# Horse to plate video



## whiskeynoo (Mar 17, 2010)

So someones shared this video on facebook and i watched, i don't think i'm entirely convinced by it, i mean surely not all horse transport going to slaughter is like this. I used to stay with my dad when i was little and we'd deliver cattle and sheep for slaughter and the conditions were nothing like that.
Anyone care to help shine a light for me.


----------



## whiskeynoo (Mar 17, 2010)

forgot to post the video oops.


----------



## Spastic_Dove (Oct 4, 2007)

And this is why I wish they would allow the slaughter of horse meat in America so we could regulate it and save our horses some time on trucks.


----------



## whiskeynoo (Mar 17, 2010)

Same with the u.k, horses here get shipped to france (correct me if i'm wrong) i think there was talk about opening a slaughter house in wales, i dunno how its went through though.


----------



## Spastic_Dove (Oct 4, 2007)

I'm really not familiar with the process in the UK but I do imagine it would be the same. 

I do know though that when we were slaughtering our horses in the US and the companies had to keep up with standards and could face some very heavy fines, horses suffered a lot less. Money talks. Success rate with the captive bolt is very high and from what I saw and understand, double decker trucks were certainly not the norm. 

The less time they spend in transit, the less stressed they will be (and the better the meat). 

May as well bring in some revenue and make some jobs available in your own country rather than shipping them somewhere else so someone can do your dirty work.


----------



## Eliz (Jun 16, 2010)

What I don't understand is.. 
Wouldn't the not-starved, hydrated, semi-healthy horse yeild a higher-quality meat, therefore creating more profit, so incentive to treat the horse better? And also, keeping them in better condition would decrease the number of dead animals, in turn increase the amount of meat per shipment of horses.
:/
Growing up, we would feed out a steer or a hog to eat and that thing was always fed and watered.
I guess the world is an illogical place.. Which would explain why people want slaughter eradicated in the US only for the US horses to be shipped further and under more strenuous conditions.


----------



## whiskeynoo (Mar 17, 2010)

I know that's what confuses me, as spastic_dove said the less time in transit = less stress which in turn makes for better quality meat.


----------



## Poseidon (Oct 1, 2010)

Eliz said:


> What I don't understand is..
> Wouldn't the not-starved, hydrated, semi-healthy horse yeild a higher-quality meat, therefore creating more profit, so incentive to treat the horse better? And also, keeping them in better condition would decrease the number of dead animals, in turn increase the amount of meat per shipment of horses.
> :/
> Growing up, we would feed out a steer or a hog to eat and that thing was always fed and watered.
> I guess the world is an illogical place.. Which would explain why people want slaughter eradicated in the US only for the US horses to be shipped further and under more strenuous conditions.

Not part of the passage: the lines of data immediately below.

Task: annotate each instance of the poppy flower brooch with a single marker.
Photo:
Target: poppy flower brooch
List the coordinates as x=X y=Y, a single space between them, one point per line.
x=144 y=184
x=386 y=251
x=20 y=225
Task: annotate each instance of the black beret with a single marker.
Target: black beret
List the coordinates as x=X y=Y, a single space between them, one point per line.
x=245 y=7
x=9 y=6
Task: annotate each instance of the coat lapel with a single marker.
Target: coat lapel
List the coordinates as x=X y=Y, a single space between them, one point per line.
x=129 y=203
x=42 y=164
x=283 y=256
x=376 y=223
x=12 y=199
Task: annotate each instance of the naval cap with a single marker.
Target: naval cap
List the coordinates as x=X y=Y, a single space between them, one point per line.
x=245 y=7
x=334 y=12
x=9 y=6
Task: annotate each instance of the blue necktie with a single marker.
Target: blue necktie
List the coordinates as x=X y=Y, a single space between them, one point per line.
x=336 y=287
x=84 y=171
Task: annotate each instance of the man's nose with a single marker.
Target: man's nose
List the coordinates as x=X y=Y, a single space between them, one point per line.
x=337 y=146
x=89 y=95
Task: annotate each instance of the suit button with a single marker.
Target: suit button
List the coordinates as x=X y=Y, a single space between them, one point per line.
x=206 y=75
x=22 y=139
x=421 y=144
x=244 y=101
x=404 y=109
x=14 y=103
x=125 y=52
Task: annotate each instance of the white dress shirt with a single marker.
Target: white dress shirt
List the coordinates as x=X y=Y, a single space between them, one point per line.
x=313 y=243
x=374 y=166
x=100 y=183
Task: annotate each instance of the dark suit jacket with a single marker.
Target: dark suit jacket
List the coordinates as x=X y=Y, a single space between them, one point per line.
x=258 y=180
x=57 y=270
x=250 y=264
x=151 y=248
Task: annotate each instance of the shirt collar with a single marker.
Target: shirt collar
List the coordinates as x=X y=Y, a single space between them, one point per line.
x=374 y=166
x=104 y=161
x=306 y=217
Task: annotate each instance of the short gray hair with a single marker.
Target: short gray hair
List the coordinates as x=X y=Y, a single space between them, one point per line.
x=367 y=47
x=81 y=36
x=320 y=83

I agree with this. Healthy, well kept horses would have much more muscle to be used. A thick QH would have as much muscle as about 4 of those half-dead horses. And it would actually live rather than just falling over dead. I would assume that would generate much more profit..


----------



## Spastic_Dove (Oct 4, 2007)

But since horses here generally not raised for the sole purpose of human consumption, the horses that end up at the KB are the cast offs that people dont care to or cant afford to feed/lame old horses/etc. By the time they get to be processed, they've already been ran through the ringer. 


Not to say that perfectly healthy quality horses don't end up at slaughter of course.


----------



## Velvetgrace (Aug 17, 2008)

I am a livestock owner; owning pigs, cattle, sheep, goats, and horses in the past. Horses are considered Livestock. Though I would rather not see my mare on the plate at home, I don't mind seeing or knowing of horse meat being served our setting store shelves. People have a choice to buy it or not to buy it. 

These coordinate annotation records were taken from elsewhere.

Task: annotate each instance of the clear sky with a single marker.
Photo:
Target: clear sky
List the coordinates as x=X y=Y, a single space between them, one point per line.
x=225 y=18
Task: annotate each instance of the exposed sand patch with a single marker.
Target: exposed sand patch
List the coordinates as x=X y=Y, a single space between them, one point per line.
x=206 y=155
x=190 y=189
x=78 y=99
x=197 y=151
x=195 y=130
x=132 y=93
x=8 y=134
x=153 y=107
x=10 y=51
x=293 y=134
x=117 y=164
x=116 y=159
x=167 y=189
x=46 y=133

However, there are humane ways to treat and slaughter livestock. Because some person look out their anger on an animal or a company did not follow regulations, it leads to animals being beaten and bruised prior to slaughter. The FDA needs to step in and inforce the rules.

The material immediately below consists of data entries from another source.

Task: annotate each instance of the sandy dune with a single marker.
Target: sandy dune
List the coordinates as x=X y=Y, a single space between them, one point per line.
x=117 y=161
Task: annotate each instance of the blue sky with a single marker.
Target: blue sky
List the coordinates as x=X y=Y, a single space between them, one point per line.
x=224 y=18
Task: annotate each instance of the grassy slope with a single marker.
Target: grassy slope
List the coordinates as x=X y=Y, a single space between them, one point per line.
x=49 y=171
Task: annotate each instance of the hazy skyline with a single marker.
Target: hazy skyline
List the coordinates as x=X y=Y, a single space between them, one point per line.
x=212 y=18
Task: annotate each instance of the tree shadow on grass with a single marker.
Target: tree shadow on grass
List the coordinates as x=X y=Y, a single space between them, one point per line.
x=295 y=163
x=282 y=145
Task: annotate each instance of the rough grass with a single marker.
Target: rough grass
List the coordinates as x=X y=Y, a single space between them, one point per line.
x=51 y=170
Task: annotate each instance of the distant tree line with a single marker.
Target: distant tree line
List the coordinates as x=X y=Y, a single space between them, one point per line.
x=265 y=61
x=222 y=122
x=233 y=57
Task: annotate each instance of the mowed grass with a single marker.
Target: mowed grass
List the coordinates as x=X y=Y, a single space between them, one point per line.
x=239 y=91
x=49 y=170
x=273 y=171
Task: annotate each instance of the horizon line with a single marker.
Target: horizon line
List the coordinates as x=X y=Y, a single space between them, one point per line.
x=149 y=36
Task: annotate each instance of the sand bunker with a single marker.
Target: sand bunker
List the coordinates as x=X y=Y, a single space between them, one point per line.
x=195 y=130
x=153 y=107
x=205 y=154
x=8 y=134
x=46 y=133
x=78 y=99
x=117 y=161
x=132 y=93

Since the ban on Horse slaughter, more horses are suffering animal curelty because their owner cannot afford to feed them. Plus the down turn in the economy has contributed to the problem as well. Just think if there was a ban on cattle, hogs, or chicken slaughter... Sure would cause a problem for farmers because the pigs keep rooting up the wheat fields, the chickens would roost in the backs of the trucks, and the cows would cruise up and down the highways with the vehicle traffic.


----------